Ainsi, il semblerait que certains équipages de compagnies aériennes se sentent poussés par la direction à continuer à travailler en dehors des heures normales de service, comme l’illustrent certains cas juridiques très médiatisés.
En 2021 par exemple, un tribunal espagnol a donné raison à un équipage qui avait intenté une action en justice contre Ryanair après avoir été licencié pour avoir refusé de travailler au-delà de son nombre maximum d’heures de travail.
L’équipage de cabine a invoqué l’épuisement après un 12 heures de travail, mais il a subi des pressions de la part de la direction pour continuer à travailler.

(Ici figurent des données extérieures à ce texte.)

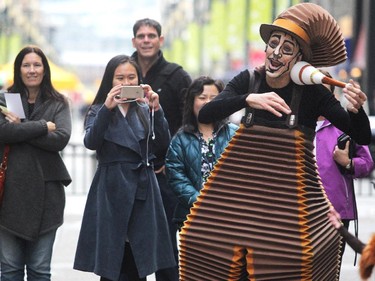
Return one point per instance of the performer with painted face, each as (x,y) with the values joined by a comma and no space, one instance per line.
(262,215)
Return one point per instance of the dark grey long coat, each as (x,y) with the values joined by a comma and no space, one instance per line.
(124,200)
(34,197)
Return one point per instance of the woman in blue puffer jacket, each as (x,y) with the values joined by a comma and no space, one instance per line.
(196,147)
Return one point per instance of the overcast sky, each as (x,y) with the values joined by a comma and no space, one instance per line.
(92,31)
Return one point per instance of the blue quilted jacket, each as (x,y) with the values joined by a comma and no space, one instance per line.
(183,165)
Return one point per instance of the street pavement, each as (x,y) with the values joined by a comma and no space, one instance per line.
(67,235)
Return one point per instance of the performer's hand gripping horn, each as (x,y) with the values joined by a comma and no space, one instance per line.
(304,73)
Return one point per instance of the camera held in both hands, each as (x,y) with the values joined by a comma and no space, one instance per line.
(130,93)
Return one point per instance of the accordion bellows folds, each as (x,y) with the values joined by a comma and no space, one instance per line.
(262,214)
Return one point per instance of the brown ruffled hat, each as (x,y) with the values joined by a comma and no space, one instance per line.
(316,31)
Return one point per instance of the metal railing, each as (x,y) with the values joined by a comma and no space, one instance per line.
(81,164)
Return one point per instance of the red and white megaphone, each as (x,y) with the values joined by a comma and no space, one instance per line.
(304,73)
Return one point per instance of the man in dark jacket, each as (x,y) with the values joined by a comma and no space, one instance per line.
(168,80)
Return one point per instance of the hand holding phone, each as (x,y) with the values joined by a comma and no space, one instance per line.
(4,109)
(131,92)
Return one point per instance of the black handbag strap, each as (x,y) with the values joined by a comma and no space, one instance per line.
(4,163)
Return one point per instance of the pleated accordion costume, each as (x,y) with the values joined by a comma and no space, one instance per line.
(262,214)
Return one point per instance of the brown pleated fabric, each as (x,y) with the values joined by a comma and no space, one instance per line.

Dans son arrêt, le tribunal a ordonné à la compagnie aérienne irlandaise de réintégrer les employés ou de les indemniser.
Le rapport conclut qu’« il existe des problèmes et des insuffisances dans les dispositifs de gestion des risques liés à la fatigue mis en place par les opérateurs dans tous les pays représentés, ainsi que des lacunes dans la surveillance exercée par les autorités de réglementation ».
Plusieurs États membres de l’UE sont pointés du doigt pour ne pas avoir fait davantage pour faire respecter les périodes de repos des pilotes, l’Irlande et Malte étant particulièrement critiquées pour leurs piètres performances à plusieurs égards.
« L’Irlande et Malte, deux pays jouissant d’une certaine réputation dans le secteur de l’aviation et abritant d’importantes compagnies aériennes transnationales, se distinguent dans cette enquête, mais pas de manière positive », a expliqué Philip von Schöppenthau, secrétaire général de l’ECA.
« Cela soulève un certain nombre de questions, et il appartient clairement aux autorités, ainsi qu’à l’AESA [l’Agence de l’Union européenne pour la sécurité aérienne], d’examiner de plus près ce qui se passe dans ces pays et au sein des compagnies aériennes qu’ils supervisent ».
Les compagnies aériennes enregistrées en Espagne et au Royaume-Uni ont également été pointées du doigt dans le rapport pour leur gestion insuffisante de la fatigue des pilotes.
Signalement de la fatigue
Les compagnies aériennes sont tenues de mettre en place un système de « signalement de la fatigue », qui permet aux pilotes souffrant de fatigue d’alerter la direction. En théorie, cela permet aux autorités de procéder aux ajustements nécessaires pour garantir des temps de repos appropriés.
Cependant, seul un pilote sur dix a déclaré que les signalements de fatigue avaient conduit la compagnie à apporter des changements pour améliorer la sécurité du repos, tandis qu’à peine 12 % ont déclaré avoir confiance dans le système de signalement de la fatigue de leur compagnie aérienne.
« Nous espérons que l’AESA et les autorités nationales de toute l’Europe examineront attentivement le rapport et prendront les mesures nécessaires pour que les compagnies aériennes mettent en place des systèmes efficaces de signalement de la fatigue et gèrent correctement les risques de sécurité liés à la fatigue », a expliqué M. von Schöppenthau.
Le manque de normalisation des méthodes de signalement de la fatigue dans les pays européens est également cité comme un domaine nécessitant des améliorations.